# GPU-Z Startup settings



## mongen (Jun 25, 2009)

Hi guys

I just installed GPUz and it is running great. Just a couple of questions though:

Can I start it without the splash screen? Its takes a long time to disappear.

Can I also start it minimzed to the system tray? Ive used the -minimized command line and the vista shortcut option, and it does start minimized to the taskbar, but i want it to start minimized to the system tray.

I am also running an Sapphire 4870 with the onboard ATI HD3300 of the 790gx chipset to run three monitors with SurroundView. GPUZ always starts up showing stats for the 3300, but I would like it to start with the 4870 if possible, otherwise I have to go in there and select the 4870 card on every boot.

I am running GPUz to give me stats for a Samurize background and want to get the fan speed/temp of the 4870 instead of the 3300 for my config.

Cheers

J.


----------



## W1zzard (Jun 25, 2009)

removing the splash screen will not reduce the startup time. it really takes that long to read your card info.

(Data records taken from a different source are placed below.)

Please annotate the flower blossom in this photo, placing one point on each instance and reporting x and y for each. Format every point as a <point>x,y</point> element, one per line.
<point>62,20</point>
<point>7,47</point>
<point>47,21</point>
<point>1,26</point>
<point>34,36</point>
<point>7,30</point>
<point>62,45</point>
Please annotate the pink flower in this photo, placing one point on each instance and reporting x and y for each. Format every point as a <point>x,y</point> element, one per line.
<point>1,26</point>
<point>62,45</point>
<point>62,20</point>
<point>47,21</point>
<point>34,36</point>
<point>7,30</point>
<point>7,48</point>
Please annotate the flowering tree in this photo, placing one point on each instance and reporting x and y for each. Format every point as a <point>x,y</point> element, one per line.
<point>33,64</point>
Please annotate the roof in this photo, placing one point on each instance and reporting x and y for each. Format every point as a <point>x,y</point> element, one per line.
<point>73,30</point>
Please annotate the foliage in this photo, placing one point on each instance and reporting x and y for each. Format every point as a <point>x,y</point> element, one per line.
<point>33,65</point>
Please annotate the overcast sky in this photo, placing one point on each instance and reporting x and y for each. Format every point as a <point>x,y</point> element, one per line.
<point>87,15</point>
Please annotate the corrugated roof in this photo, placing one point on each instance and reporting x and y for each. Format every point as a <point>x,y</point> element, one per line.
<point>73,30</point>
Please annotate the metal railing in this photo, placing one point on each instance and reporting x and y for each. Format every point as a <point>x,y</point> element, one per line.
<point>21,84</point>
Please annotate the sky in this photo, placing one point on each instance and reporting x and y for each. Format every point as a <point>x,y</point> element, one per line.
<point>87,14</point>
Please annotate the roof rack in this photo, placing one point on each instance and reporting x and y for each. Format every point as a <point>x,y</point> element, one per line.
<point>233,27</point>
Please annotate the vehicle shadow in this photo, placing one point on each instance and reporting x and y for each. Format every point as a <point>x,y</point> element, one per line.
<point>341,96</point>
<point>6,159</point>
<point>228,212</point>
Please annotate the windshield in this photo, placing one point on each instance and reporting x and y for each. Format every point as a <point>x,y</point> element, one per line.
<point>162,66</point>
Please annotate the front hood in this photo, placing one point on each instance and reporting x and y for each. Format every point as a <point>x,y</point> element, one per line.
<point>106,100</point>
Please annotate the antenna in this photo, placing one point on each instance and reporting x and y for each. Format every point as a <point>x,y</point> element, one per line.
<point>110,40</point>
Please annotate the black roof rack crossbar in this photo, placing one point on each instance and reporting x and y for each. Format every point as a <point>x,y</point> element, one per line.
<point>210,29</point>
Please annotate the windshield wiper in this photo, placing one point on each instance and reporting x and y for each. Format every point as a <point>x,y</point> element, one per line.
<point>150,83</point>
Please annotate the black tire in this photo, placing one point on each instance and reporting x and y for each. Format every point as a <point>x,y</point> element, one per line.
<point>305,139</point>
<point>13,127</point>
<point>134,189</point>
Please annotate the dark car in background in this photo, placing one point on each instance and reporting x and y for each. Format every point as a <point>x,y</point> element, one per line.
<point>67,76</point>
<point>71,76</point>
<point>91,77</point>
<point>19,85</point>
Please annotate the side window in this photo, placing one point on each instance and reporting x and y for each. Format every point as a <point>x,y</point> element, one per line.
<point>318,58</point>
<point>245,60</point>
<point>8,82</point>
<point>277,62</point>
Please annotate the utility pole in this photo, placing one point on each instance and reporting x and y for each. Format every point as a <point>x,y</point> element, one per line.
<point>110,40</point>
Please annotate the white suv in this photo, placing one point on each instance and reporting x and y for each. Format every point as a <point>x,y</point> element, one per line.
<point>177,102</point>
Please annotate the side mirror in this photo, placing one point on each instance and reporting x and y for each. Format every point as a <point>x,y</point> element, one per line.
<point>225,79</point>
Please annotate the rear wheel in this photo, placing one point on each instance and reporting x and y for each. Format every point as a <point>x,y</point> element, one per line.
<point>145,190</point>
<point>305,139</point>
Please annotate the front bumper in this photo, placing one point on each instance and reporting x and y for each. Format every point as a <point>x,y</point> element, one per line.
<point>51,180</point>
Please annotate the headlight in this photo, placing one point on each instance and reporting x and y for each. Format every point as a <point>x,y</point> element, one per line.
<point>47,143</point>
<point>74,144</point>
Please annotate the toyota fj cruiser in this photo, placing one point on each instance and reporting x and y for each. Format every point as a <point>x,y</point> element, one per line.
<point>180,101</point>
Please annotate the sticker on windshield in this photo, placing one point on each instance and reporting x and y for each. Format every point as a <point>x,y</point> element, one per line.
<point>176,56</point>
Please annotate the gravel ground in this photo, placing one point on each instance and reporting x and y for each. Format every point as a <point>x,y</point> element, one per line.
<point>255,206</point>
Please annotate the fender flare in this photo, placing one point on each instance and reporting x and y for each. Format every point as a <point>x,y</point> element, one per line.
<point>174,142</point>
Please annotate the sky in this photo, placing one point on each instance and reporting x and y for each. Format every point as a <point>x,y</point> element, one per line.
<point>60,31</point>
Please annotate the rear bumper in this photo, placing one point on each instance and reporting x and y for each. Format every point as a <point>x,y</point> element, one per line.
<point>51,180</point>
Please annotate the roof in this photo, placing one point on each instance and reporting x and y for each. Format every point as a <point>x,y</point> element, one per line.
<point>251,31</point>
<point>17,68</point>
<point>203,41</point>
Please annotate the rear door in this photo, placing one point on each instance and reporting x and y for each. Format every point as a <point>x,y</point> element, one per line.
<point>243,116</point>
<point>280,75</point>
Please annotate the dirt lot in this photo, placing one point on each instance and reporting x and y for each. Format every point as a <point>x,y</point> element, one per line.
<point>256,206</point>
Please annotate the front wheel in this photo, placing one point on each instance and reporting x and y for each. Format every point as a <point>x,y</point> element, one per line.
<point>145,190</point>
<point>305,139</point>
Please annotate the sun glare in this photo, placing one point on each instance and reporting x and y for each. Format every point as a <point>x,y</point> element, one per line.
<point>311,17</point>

did you try changing the shortcut to "minimized" ?

i'll look into selecting another card on startup via command line


----------



## mongen (Jun 25, 2009)

Thanks for the reply.

OK, no problem with the splash screen, but I would like it minimized to the system tray at startup if possible. I have tried the -minimize command line, and also the option to start minimized in the shortcut settings.

Thanks for looking into the selection of another card, that would be great also.

looking forward to it.

cheers.


----------